Iterative Fibonacci Implementation

  • Define a function that takes an integer n as input and returns the nth Fibonacci number.
  • Set initial variables a=0 and b=1 to represent the first two Fibonacci numbers.
  • If n equals 1, return 0; if n equals 2 or 3, return 1.
  • For n > 3, iterate using a loop: set c = a + b, update a to b, and b to c in each iteration.
  • Return the final value after the loop ends.
  • Use a for loop to call the function and generate the first 10 Fibonacci numbers.

Recursive Fibonacci Implementation

  • Define a recursive function where Fibonacci(n) = Fibonacci(n-1) + Fibonacci(n-2).
  • The function calls itself with arguments n-1 and n-2 until it reaches base cases.
  • Return the result after summing values from the recursive calls.

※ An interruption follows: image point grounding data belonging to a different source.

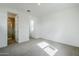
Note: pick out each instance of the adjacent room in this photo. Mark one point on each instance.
(39, 29)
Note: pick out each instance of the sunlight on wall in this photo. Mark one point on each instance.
(31, 25)
(50, 50)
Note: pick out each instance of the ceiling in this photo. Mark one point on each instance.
(42, 10)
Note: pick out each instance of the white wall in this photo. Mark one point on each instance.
(22, 23)
(61, 26)
(3, 28)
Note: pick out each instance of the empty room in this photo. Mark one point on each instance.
(39, 29)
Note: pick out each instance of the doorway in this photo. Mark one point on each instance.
(11, 29)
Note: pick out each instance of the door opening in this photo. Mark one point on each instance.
(11, 29)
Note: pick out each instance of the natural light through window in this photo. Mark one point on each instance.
(50, 50)
(31, 25)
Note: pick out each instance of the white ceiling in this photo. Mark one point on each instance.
(41, 10)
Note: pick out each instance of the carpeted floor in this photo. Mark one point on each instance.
(31, 48)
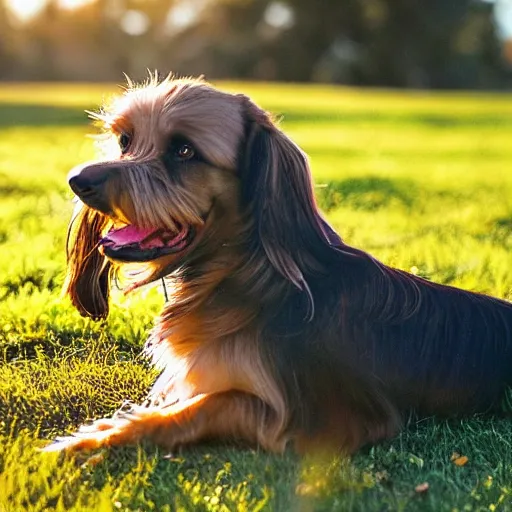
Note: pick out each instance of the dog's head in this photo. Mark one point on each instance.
(195, 168)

Optimizing with Memoization

  • Enhance the recursive function by adding a default dictionary parameter to store previously computed results.
  • Before calculation, check if the value for the current n exists in the dictionary; if so, return it immediately.
  • For n > 3, calculate the value recursively, store it in the dictionary, and return it.
  • This reduces redundant calculations and improves efficiency for large n.

Key Terms & Definitions

  • Fibonacci Sequence — A series where each number is the sum of the two preceding ones.
  • Recursive Function — A function that calls itself to solve smaller parts of the problem.
  • Memoization — An optimization technique that stores previously computed results to avoid redundant calculations.

Action Items / Next Steps

  • Practice implementing all three versions of the Fibonacci function.
  • Test the memoized version on large input values to observe performance improvements.